Andrew Guyda

Personal information
- Full name: Andrew W. Guyda
- Birth name: Andrew Gajda
- Date of birth: February 26, 1907
- Place of birth: Manchester, New Hampshire, U.S.
- Date of death: June 4, 1956 (aged 49)
- Place of death: Waltham, Massachusetts, U.S.
- Position: Forward

Senior career*
- Years: Team / Apps / (Gls)
- 1926–19??: Revere Corinthians
- Boston Soccer Club
- Thornton Victorias
- Boston Celtics
- Lusitano Recs

International career
- 1936: United States / 1 / (0)

Managerial career
- Harvard Crimson (assistant)
- Harvard Crimson (freshmen)

= Andrew Guyda =

American soccer player (1907–1956)

Andrew W. "Poly" Guyda (born Andrew Gajda; February 26, 1907 – June 4, 1956) was an American soccer player who was a member of the U.S. soccer team at the 1936 Summer Olympics.

==Early life==
Guyda was born in 1907 in Manchester, New Hampshire as Andrew Gajda. He attended Manchester High, where he was a football quarterback from 1924 to 1926. He later went to Lowell Institute and Massachusetts Institute of Technology for college.

==Career==
Guyda was known for being a smaller player in stature.
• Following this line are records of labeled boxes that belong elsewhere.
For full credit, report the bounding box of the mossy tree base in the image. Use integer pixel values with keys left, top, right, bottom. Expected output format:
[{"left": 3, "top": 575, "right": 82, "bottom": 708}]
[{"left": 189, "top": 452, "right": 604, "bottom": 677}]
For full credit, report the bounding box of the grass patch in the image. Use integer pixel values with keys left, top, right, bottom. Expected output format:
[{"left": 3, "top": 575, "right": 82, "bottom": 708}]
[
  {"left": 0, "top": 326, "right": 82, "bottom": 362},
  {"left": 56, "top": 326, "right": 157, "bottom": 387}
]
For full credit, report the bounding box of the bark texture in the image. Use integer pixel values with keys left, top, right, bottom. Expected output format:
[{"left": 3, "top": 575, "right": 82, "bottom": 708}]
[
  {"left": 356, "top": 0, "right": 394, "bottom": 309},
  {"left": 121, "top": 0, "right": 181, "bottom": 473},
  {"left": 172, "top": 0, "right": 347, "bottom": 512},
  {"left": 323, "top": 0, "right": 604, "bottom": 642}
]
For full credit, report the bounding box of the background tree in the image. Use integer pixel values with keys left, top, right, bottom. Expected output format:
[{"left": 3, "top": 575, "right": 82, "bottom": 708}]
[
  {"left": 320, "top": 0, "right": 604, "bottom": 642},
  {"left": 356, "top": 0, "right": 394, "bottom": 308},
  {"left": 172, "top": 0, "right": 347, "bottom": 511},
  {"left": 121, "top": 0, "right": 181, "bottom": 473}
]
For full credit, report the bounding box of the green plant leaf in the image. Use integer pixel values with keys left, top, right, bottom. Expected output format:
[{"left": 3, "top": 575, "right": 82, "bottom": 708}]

Guyda was signed by the Revere Corinthians in 1926, and later played for other soccer teams such as Boston Soccer Club, Thornton Victorias, Boston Celtics, and Lusitano Recs. Guyda also won the two mile two-state championship in 1929. Guyda was selected to play for the United States men's national soccer team at the 1936 Summer Olympics and played as part of the American League All-Star team in 1934 in Europe. Guyda hurt his knee in 1938, which put him out of action for several months.

==Later life and death==
Guyda later served as an assistant coach at Harvard, as well as head coach of the freshman team. He died at his home in Waltham, Massachusetts, on June 4, 1956.